Governor Sununu also signed a second bill that will require medical cannabis dispensaries to provide information about the potential risks of cannabis use during pregnancy. “No amount of marijuana use during pregnancy or adolescence is known to be safe,” wrote state Surgeon General VADM Jerome Adams in the bill, High Times reports. “Until and unless more is known about the long-term impact, the safest choice for pregnant women and adolescents is not to use marijuana.”
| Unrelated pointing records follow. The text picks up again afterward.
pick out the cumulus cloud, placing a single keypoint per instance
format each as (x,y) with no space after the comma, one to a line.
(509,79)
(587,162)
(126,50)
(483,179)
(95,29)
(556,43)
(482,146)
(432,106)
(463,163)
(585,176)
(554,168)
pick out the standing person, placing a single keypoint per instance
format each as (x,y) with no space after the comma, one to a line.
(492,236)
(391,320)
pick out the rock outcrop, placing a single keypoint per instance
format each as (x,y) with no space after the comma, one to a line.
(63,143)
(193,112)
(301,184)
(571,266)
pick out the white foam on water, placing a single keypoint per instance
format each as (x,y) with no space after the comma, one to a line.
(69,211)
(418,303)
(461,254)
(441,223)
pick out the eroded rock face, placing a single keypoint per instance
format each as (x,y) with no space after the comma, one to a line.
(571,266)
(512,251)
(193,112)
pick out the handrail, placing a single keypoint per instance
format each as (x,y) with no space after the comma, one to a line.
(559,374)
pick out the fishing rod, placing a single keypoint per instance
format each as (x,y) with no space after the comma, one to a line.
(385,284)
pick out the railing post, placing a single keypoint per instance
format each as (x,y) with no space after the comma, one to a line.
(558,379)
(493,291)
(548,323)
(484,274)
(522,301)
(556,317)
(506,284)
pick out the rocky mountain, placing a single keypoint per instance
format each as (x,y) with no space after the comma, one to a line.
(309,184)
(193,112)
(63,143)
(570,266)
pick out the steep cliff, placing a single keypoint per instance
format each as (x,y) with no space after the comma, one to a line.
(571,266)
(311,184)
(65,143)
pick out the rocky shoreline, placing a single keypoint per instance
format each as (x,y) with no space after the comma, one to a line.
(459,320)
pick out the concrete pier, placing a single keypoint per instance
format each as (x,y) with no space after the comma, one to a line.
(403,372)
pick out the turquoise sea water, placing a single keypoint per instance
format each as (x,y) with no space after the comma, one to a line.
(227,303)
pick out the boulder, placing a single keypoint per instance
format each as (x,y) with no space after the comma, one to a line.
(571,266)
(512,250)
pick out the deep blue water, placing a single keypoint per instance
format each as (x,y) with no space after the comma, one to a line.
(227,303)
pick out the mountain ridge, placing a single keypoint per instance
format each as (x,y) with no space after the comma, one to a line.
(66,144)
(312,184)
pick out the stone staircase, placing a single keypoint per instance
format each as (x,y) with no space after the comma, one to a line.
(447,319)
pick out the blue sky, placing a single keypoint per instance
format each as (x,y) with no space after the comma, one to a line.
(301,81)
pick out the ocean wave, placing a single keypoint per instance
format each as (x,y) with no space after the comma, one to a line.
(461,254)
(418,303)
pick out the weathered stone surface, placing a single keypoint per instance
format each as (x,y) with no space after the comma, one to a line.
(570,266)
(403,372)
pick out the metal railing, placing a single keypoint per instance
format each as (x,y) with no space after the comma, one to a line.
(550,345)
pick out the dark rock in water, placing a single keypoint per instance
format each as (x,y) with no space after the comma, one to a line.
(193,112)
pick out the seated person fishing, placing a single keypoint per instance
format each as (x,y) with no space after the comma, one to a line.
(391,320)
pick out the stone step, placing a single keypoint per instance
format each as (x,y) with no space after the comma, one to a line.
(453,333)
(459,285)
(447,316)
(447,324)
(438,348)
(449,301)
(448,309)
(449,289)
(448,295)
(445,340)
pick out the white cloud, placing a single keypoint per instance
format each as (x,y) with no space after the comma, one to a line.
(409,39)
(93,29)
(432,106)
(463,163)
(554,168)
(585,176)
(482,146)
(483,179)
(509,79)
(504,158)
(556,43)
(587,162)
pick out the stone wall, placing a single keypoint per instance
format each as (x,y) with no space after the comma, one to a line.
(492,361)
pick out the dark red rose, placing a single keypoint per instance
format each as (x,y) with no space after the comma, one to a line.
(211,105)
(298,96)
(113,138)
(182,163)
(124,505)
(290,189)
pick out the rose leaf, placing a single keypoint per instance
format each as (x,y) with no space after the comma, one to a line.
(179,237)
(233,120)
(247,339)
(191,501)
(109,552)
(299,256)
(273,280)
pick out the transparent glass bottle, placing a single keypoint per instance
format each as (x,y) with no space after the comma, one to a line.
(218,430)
Researchers have found that twice as many pregnant women were using weed in 2019 than in 2003, and a growing number of dispensaries are recommending weed to help treat morning sickness and other symptoms. But although it's clear that more pregnant women are getting high, research on the potential risks of prenatal cannabis use is far from conclusive.
Some studies have indicated that prenatal weed use could lead to an increased risk of premature birth or interfere with cognitive development. One overly-hyped study linking prenatal pot use to autism was found to be seriously flawed, though, and two other recent studies found no evidence that children born to cannabis users were at greater risk of birth defects. The jury is clearly out on the matter, so health authorities are continuing to recommend that women abstain from pot while pregnant.